December 26, 2012
Well, who can blame her? After all, we have tens of millions of seniors living high on Social Security checks averaging a bit over $1,200 a month at a time when folks like the CEOs in the Campaign to Fix the Debt are supposed to subsist on paychecks that typically come to $10 million to $20 million a year.
Anyhow, her main trick for cutting benefits is to adopt the chained consumer price index as the basis for the annual cost of living adjustment. This would have the effect of reducing benefits by 0.3 percentage points for each year of retirement. This means a beneficiary would see a 3 percent cut in benefits after 10 years, a 6 percent cut after 20 years and a 9 percent cut after 30 years. This is real money. Since Social Security is more than half the income for almost 70 percent of retirees and more than 90 percent of the income for 40 percent of retirees, the hit to the affected population would be considerably larger than the hit to the top 2 percent from ending the Bush era tax cuts.
But Marcus insists this cut must be done first and foremost in the name of accuracy, since the chained CPI is supposed to provide a better measure of the cost of living. She notes but quickly dismisses the evidence from the Bureau of Labor Statistics (BLS) consumer price index for the elderly (CPI-E), which shows that the rate of inflation seen by the elderly is somewhat higher than the overall rate of inflation.
“The problem with that is twofold. That measure is imperfect — the “E” stands for experimental. And, as the liberal Center on Budget and Policy Priorities notes, the burden of higher health costs falls unevenly among the elderly. Average costs are skewed upward by a minority who face very high out-of-pocket expenses, a problem better addressed by fixing Medicare to deal with catastrophic costs.”
Actually, the “E” stands for elderly, but let’s get to the substance. First, if we are interested in accuracy then the answer would seem to be to have the BLS construct a full elderly index that tracked the actual consumption patterns of the elderly. This would cost some additional money, but we will be indexing $10 trillion in Social Security benefits over the next decade so if we want to ensure accuracy, it would seem reasonable to spend $70-$80 million to put together a full elderly index that actually tracked the consumption patterns of the elderly, looking at the specific outlets where they shopped and the items that they purchased.
It is difficult to know exactly what this would show, but it is possible that even apart from the issue of health care it would show that the elderly experience a higher rate of inflation than the population as a whole. The current index already assumes substantial amounts of substitution in response to price changes at lower levels of aggregation (e.g. different types of cell phones). If the elderly are less flexible in their shopping patterns and a less mobile population then this substitution may have the effect of understating the increase in their cost of living.
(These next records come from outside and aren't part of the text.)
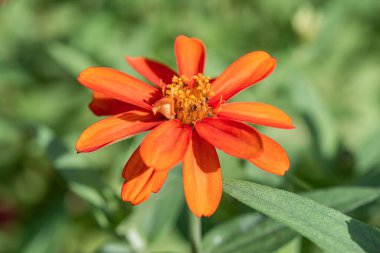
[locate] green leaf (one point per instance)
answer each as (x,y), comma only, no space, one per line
(154,218)
(326,227)
(344,198)
(256,231)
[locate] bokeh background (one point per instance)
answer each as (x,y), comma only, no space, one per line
(53,200)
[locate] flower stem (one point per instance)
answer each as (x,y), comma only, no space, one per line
(195,231)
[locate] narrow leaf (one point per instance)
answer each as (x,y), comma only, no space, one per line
(326,227)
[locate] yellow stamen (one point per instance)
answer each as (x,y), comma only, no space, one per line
(189,97)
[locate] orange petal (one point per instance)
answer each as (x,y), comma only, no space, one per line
(233,137)
(241,74)
(274,158)
(159,180)
(166,145)
(155,72)
(202,177)
(115,128)
(256,113)
(190,54)
(102,105)
(120,86)
(140,180)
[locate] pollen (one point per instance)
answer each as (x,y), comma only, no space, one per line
(189,97)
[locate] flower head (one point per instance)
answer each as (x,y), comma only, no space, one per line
(189,117)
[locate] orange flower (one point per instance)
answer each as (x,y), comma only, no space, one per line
(189,117)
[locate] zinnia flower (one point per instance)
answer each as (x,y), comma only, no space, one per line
(189,117)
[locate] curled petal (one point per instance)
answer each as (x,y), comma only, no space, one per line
(140,180)
(233,137)
(102,105)
(246,71)
(190,54)
(118,85)
(256,113)
(273,159)
(155,72)
(165,106)
(202,177)
(159,180)
(115,128)
(165,146)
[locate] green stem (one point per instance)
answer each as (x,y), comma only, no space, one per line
(195,231)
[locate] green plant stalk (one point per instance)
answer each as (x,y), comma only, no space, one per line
(195,232)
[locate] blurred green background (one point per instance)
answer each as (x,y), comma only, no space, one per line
(53,200)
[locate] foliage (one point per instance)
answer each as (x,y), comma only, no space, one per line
(53,200)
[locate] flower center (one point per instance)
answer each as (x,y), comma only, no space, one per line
(188,98)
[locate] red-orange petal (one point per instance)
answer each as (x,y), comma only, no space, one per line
(202,177)
(165,145)
(273,159)
(120,86)
(244,72)
(190,55)
(140,180)
(102,105)
(256,113)
(115,128)
(233,137)
(155,72)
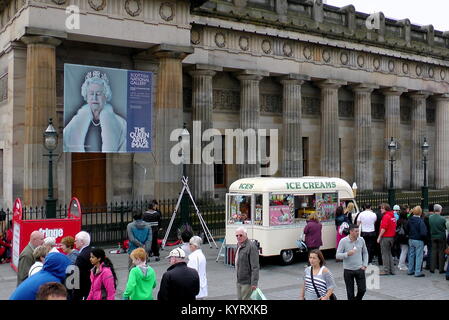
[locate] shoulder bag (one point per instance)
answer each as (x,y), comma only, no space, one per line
(332,297)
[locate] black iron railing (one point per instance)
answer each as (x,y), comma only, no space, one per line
(107,223)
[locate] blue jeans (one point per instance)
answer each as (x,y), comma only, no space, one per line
(415,256)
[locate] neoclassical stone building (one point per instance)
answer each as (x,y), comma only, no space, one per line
(336,91)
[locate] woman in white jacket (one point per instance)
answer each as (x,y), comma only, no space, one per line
(197,261)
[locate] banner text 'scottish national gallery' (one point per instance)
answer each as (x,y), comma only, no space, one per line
(335,83)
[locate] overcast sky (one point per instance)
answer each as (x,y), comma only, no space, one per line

The point about health care misunderstands the way the consumer price index is calculated. The index is an average index, which weights expenditures by dollars rather than households. While the health care case may suggest that a small minority is pulling costs up, it is also likely that a small minority is pulling costs down. The vast majority of the population does not buy a new car in a given year. Yet this item, which has barely risen in cost over the last decade according to the BLS, accounts for more than 3 percent of the weight of the index. This means that new car purchases by a small and relatively wealthy segment of the population have had the effect of reducing the measured rate of inflation over this period.
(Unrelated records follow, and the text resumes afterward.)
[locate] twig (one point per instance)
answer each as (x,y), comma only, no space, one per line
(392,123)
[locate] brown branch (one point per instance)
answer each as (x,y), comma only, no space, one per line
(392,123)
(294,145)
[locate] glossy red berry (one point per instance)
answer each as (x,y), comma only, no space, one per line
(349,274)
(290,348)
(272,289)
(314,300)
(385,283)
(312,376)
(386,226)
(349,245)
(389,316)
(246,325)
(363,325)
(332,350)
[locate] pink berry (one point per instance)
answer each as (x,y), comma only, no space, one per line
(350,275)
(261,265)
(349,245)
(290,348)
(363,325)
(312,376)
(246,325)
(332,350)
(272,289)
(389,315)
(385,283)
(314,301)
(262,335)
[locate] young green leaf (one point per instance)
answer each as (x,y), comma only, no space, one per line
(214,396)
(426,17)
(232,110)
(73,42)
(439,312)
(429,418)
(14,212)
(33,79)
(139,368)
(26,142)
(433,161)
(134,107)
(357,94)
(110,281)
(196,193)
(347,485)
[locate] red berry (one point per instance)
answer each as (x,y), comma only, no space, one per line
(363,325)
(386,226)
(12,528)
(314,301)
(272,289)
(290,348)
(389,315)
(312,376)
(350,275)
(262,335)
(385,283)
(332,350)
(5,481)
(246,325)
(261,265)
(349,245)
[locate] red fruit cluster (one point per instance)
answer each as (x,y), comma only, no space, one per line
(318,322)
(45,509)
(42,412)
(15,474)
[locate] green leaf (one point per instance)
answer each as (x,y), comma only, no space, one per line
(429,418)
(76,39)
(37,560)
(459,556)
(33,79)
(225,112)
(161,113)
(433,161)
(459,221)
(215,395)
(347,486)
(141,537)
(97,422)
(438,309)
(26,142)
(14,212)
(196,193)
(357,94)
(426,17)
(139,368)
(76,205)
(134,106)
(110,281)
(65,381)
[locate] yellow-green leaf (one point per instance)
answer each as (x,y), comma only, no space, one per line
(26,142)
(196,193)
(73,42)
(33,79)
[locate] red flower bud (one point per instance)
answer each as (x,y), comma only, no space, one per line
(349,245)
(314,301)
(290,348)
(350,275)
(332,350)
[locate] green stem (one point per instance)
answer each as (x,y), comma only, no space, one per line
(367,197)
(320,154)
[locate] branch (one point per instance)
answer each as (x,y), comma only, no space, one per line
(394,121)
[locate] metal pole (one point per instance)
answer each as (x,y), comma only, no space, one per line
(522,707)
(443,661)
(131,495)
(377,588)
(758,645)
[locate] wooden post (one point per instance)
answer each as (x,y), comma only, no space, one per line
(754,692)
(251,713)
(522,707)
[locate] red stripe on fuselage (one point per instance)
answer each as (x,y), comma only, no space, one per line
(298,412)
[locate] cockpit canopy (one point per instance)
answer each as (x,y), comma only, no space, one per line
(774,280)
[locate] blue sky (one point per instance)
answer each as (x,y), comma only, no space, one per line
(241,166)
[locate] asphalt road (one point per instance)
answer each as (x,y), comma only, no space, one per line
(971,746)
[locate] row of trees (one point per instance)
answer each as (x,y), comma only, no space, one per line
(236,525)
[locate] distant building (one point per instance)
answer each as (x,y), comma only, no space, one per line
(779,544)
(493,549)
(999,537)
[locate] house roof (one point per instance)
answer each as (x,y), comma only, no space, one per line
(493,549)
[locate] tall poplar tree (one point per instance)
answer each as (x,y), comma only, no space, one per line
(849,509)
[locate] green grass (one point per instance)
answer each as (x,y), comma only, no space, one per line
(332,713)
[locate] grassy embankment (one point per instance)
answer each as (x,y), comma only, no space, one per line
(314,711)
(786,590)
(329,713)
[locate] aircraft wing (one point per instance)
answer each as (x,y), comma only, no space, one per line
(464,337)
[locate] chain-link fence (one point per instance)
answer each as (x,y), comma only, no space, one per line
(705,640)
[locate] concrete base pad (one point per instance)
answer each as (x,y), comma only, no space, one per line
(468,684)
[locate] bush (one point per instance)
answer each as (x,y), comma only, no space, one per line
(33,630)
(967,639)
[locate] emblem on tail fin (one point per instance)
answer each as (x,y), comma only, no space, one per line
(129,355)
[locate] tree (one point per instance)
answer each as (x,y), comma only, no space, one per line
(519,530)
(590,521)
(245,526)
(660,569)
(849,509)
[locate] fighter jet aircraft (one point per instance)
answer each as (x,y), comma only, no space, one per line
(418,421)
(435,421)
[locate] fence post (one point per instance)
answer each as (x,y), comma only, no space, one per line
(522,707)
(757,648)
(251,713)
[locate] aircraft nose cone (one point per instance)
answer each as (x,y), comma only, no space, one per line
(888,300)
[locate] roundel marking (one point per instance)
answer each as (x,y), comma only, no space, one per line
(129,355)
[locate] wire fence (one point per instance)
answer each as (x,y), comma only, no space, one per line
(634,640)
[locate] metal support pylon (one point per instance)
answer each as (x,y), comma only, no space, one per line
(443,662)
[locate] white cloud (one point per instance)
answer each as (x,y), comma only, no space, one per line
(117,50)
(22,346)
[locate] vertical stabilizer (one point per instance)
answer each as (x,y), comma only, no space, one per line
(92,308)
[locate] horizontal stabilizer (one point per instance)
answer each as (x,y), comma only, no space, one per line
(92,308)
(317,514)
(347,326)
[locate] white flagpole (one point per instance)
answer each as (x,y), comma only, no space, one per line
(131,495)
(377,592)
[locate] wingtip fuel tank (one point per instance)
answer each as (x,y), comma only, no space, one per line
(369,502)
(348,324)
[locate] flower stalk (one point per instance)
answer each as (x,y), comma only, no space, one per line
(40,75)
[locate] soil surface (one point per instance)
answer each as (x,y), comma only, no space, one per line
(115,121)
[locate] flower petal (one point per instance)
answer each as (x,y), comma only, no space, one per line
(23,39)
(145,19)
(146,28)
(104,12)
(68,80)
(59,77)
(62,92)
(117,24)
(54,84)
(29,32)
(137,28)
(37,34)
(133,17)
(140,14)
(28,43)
This issue arises with many other items as well. The BLS makes a point of quickly including new items (e.g. the latest cell phone or tablet computer) in the index to capture their period of most rapid price decline. Since these items will generally be expensive when they are first introduced, they will disproportionately be consumed by wealthier households and likely under-consumed by the elderly.
This provides reason to believe that the CPI understates the cost of living of the typical household and especially the typical elderly household, but Marcus is only interested in finding reasons why there might be an overstatement. There is also the obvious point with health care which is that most elderly households in most years will not have large health care expenses, but that doesn’t mean that at some point in their retirement that most elderly households will not see large health care expenses. That is the point of an index that picks up averages.
Marcus’s argument that this is:
“a problem better addressed by fixing Medicare to deal with catastrophic costs,” is intriguing. When exactly do we anticipate that Congress is going to fix Medicare to deal with catastrophic costs?
The story here is pretty simple. If we want a more accurate index for adjusting Social Security benefits then we would have BLS construct a full elderly index. If the point is to cut benefits then we would do what Marcus advocates and switch to a chained CPI. That will teach those high living seniors.